Last weeked I found some spam at two of my BlogEngine.NET blogs. It is not the first time, and in the past updating to the latest major solved the issue, but this time I had to switch from 2.9.X to 3.2, and I already suffered a migration from 1.9 to 2.0 that gave quite some headaches. One of my main reasons to go far away from Wordpress was to stop this tiring battle between spammers and new versions, that forced you to update way too frequently or face serious security bugs and spam-holes. Combine that with a general feeling of being tired of big, admin-driven blog engines, and I needed a big change.
My premises were:
- Administration fully optional: even prefered not to have one
- Static site generation: No more security issues, plus FTPing the changes once or twice per month is more than enough considering my posting frequency
- As less setup requirements as possible
- Local testing: Including (for the near future) Windows support without extra effort
- Favor Python 3 over other languages: I want to improve my Python n00b skills and the best way is to use it as much as possible
Reading some articles and checking some static generators, I found Pelican.
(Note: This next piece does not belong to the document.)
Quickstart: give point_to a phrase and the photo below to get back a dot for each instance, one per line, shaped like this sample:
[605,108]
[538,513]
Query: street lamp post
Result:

I peeked at bit at the source code, documentation and plugins, and it looked quite simple. Did some local tests, wrote some posts using existing content and read the documentation, and decided to keep it.
The setup is so easy I got a blog running locally with some base theme in a few minutes. But I had one issue, all my posts are in XMLs (thankfully I had chosen not to use a DB for storage) and Pelican uses Markdown... so I had to transform the data somehow.
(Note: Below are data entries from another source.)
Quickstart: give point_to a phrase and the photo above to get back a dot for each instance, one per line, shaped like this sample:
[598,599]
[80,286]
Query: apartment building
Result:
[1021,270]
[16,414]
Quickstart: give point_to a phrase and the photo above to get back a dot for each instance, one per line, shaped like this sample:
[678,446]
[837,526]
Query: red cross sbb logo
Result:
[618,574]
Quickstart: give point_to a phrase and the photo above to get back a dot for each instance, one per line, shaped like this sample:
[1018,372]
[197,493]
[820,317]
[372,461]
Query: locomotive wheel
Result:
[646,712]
I don't do too complex stuff like
<meta> keywords and I set some post tags but not even show them, so in general I just needed a few fields for the pelican post format:
Title: ... Slug: ... Date: ... Tags: ...,...
...CONTENT (which can be directly HTML)...
The XML has a very simple structure, with all the fields and just HTML-encoded the content, some regular expression searches and reverse transformations were enough to port everything. I have plans to migrate another blog, and prefer to be able to reproduce the whole migration any number of times, I built a small script. It only handles basic stuff and doesn't extracts other "basic" fields like authors, and only works with posts (I manually migrated the pages as I had few), but it does what it does well and might be of some use to somebody else.
You can find both my scripts and a small plugin (to limit RSS/Atom syndication feed output to only a certain amount of items, as by default dumps every post ever written) at my GitHub.
I'll probably work on more small plugins in the future, as I have some improvement ideas regarding output content generated, but I can't be happier with the results. A proper example of "the Python way of life", simple yet practical code, easy to setup and use and does it's job without many features.
UPDATE: Added another small script to GitHub to do some post-generation tasks like creating duplicates (as "aliases") and moving or removing certain files from the output folder.